Our quality plan

Moorfields Quality Plan: a commitment to quality and safety for all patients

The Quality Team have developed a new plan for better quality and safety for Moorfields’ patients, based on what patients tell us is important. The plan covers all our sites and all the care and treatment that patients may receive, and is structured around a patient visit (also known as the patient journey) to hospital. There are therefore three parts to the plan: preparing for a visit to hospital; having care or treatment at Moorfields; and what happens after a visit. The structure of the plan uses three simple and internationally accepted categories of quality of care: the patient experience, patient safety and clinical effectiveness.

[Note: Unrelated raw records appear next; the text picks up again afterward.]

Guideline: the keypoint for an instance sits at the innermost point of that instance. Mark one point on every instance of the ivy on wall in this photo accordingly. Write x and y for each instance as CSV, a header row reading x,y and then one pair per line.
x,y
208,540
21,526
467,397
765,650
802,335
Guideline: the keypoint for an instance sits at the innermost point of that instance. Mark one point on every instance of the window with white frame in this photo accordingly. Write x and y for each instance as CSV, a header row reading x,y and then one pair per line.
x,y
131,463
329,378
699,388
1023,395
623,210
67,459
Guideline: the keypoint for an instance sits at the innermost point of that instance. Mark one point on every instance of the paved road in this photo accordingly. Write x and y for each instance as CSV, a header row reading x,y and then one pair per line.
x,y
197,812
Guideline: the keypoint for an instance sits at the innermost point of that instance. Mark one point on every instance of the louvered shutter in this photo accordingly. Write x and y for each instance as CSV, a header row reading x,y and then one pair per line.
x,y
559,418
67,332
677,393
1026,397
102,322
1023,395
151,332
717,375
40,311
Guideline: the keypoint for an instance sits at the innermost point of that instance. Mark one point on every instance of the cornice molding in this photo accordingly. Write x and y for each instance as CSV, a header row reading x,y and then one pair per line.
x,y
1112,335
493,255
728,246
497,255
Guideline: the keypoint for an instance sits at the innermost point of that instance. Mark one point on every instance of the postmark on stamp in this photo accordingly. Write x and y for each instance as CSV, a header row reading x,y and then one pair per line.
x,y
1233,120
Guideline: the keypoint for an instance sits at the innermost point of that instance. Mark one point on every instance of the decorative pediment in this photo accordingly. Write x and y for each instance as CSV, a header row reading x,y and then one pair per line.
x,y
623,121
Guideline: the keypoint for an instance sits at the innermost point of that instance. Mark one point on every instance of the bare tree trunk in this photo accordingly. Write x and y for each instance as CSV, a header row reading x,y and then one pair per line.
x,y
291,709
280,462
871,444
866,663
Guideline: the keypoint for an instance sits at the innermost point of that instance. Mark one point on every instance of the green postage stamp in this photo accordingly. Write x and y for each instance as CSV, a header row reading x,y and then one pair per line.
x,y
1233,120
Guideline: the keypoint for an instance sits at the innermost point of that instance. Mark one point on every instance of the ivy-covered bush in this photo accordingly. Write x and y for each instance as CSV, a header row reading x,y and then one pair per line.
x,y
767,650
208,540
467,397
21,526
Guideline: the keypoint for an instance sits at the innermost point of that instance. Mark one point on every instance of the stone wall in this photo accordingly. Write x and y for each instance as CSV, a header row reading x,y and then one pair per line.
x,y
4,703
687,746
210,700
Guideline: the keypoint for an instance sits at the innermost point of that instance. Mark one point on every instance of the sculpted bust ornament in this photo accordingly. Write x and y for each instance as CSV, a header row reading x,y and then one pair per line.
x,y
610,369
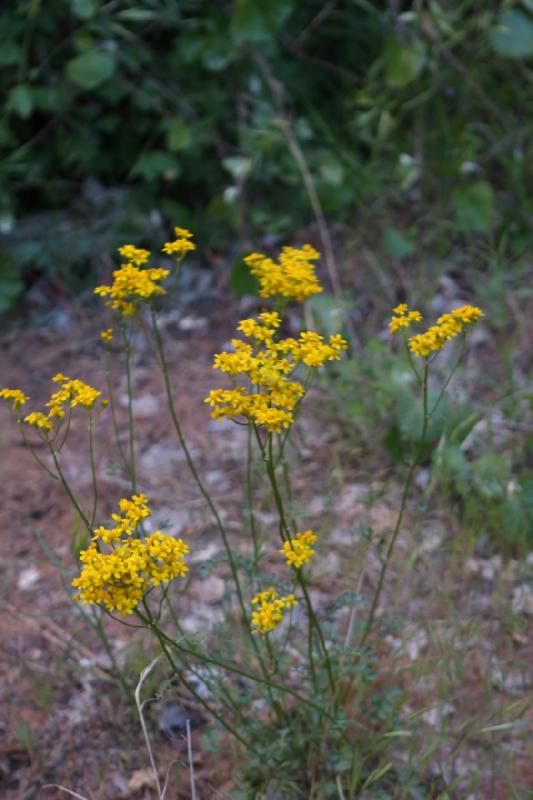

We hope that this plan covers all the important areas of quality and safety at Moorfields andwill really help patients and staff alike to understand and focus on what matters most. It will be used to decide where we will concentrate our efforts to try to make things better and what sort of things we will measure and include in our performance reports.

We have consulted a wide range of stakeholders (including patients, governors, our staff and our commissioners) to get their views to ensure we have included the correct things, what isconsidered important, and what will really help us care for our patients better.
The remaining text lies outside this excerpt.